These are some of the projects I worked or I am currently working on.
Creating portable software for supercomputers requires some software layer that translates abstract application invocations (e.g., “I want to run application x on n nodes with parameters a, b, and c“) into the specifics of the queuing system installed on the clusters/supercomputers that said portable software is meant to run on. Most projects end up having to write such a layer from scratch. However, this is really difficult to get right, since relatively tight access control to supercomputers makes testing on a wide range of systems difficult. The end result is a less-than-ideal use of manpower.
Within the ExaWorks project, I advocated for creating a library that solves this problem. I also wrote most of the language agnostic specification (loosely based on the Java CoG Abstraction Library) and portions of the Python reference implementation. This is not the first library of its kind, so the question of why other libraries are not being maintained or have not achieved widespread usage is a valid one. And so is the question why this library should be any better. One reason is that PSI/J is designed to be exclusively a user-side library (so users can patch and update as needed rather than being part of an OS installation). Another is that PSI/J provides a continuous testing system that allows users interested in using it on specific clusters to easily deploy nightly tests on those clusters and automatically send test results to PSI/J. Are these, together with the rest of the design and governance aspects of the project sufficient to make a difference? The project is still in its infancy and only time will tell…
I wrote this during my PhD while working on some phenomenology problem. The basic idea is to try test some new theoretical model against reality, reality here being represented by various measurements done at particle accelerators. Unfortunately, most of the data is published in the form of some plot in a paper, or, sometimes, a separate downloadable plot. In order to extract the actual numeric information, one has to use so-called “plot digitizers”, which are tools where you move your mouse where you think a data point is, click, and the tool records the coordinate of your click. More advanced tools attempt to automatically detect where the data points might be, but it is hard to write a general algorithm that can interpret some plot and understand where the data is. However, I noticed that, in some cases, data was available as Encapsulated PostScript (EPS) files. And most of these in High Energy Physics are produced by ROOT. PostScript is a programming language and an EPS file is a set of instructions on how to draw things, like lines, circles, etc. It turns out that when you look at EPS files produced by ROOT, it is relatively easy to spot the coordinates of the lines or other objects being drawn. Furthermore, EPS is a vector format, which, unlike raster image formats (PNG, JPEG), have arbitrary resolution (or precision). So the drawing primitives found in EPS files can potentially have the precision of the original data. I ended up writing a more thorough PostScript interpreter and an interface to select graphics elements and extract coordinates from them. This is available for free.
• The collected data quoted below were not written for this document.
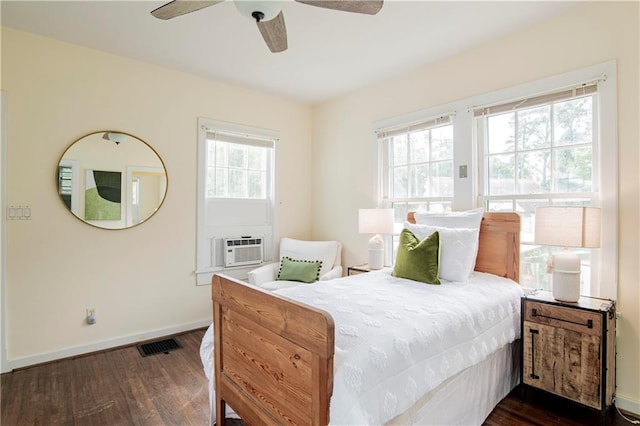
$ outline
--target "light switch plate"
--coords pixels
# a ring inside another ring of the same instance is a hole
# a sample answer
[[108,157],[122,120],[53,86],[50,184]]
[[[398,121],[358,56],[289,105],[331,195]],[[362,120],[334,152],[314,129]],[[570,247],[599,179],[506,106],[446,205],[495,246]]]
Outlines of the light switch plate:
[[31,206],[7,207],[7,220],[31,220]]

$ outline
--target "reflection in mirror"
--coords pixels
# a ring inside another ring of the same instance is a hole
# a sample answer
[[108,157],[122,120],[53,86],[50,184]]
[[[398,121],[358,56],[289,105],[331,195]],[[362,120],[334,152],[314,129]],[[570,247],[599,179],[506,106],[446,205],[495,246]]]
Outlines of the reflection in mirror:
[[167,192],[162,159],[146,142],[123,132],[81,137],[62,154],[58,193],[78,219],[123,229],[149,219]]

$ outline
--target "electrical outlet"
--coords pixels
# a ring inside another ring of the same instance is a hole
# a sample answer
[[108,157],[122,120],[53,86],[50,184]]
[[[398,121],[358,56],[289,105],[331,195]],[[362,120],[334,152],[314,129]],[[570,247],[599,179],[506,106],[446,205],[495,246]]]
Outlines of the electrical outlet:
[[87,324],[93,325],[96,323],[96,308],[87,308]]

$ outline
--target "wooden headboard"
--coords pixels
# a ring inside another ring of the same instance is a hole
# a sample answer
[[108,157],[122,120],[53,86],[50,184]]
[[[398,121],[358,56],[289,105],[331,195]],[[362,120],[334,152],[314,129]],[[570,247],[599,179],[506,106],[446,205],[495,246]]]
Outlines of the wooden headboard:
[[[414,212],[407,214],[407,221],[416,223]],[[482,216],[475,270],[519,282],[520,215],[518,213],[485,213]]]

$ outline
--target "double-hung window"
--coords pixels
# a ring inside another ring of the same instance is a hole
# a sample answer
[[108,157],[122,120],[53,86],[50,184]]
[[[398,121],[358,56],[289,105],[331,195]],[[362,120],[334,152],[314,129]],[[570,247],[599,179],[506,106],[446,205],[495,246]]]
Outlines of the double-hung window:
[[549,289],[560,248],[535,244],[535,208],[600,207],[600,248],[572,250],[582,294],[615,299],[616,74],[610,61],[376,123],[378,205],[393,207],[396,235],[408,211],[515,211],[520,282]]
[[214,272],[245,278],[251,267],[226,267],[224,240],[250,236],[271,257],[277,134],[199,120],[197,267],[199,285]]
[[[525,286],[551,288],[546,261],[559,249],[535,243],[536,207],[600,206],[597,96],[597,84],[584,84],[474,110],[484,207],[520,214]],[[591,294],[597,258],[572,250],[581,258],[582,294]]]
[[[453,125],[444,115],[377,131],[382,204],[394,210],[395,236],[407,212],[450,211],[453,201]],[[387,251],[391,253],[391,251]],[[395,253],[394,253],[395,254]],[[387,259],[387,263],[389,259]]]

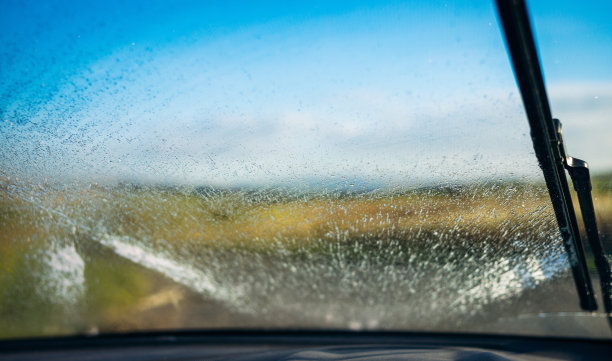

WholeTale is a multi-institutional project that is meant to enable reproducible science by serving as a platform that links published code and published data in a runnable “tale”. These tales can, in turn, be exported to data/code repositories where they can receive cite-able identifiers (e.g., a DOI).
Tales can be run locally on the WholeTale platform. However, tales can potentially be linked to rather large amounts of data that cannot fit simultaneously on the resources available to the platform. A data management system that can fetch and cache data on-demand is needed. I designed and implemented such a system for WholeTale. I also created the prototype design and backend implementation for versioning of tales as well as the tracking of “reproducible runs”, which are invocations of tale code that are meant to preserve all the details the context in which the invocations occur and, in principle, lead to… reproducible results.
This is not related to a similarly named product from Apple (although, 10 or so years after releasing Swift, their main page still links to the Swift/K project). Swift/K is a parallel scripting language initially designed by Yong Zhao, then a PhD student at the University of Chicago. Yong and I refined the language and wrote a prototype implementation of it, which was a rather simple translation to a set of calls into a library built in a parallel language that I have written before. Swift/K allows one to see files as variables and application invocations as function invocations, while taking care of managing data movement, resource allocation, parallelization, etc. For example, one could write r = f(g(a), h(b)); to mean “invoke the application represented by g on the file represented by a and, in parallel, invoke the application represented by h on the file represented by b, then invoke the application represented by f on the resulting output files from the two invocations, and, finally, store the result in a file represented by r“.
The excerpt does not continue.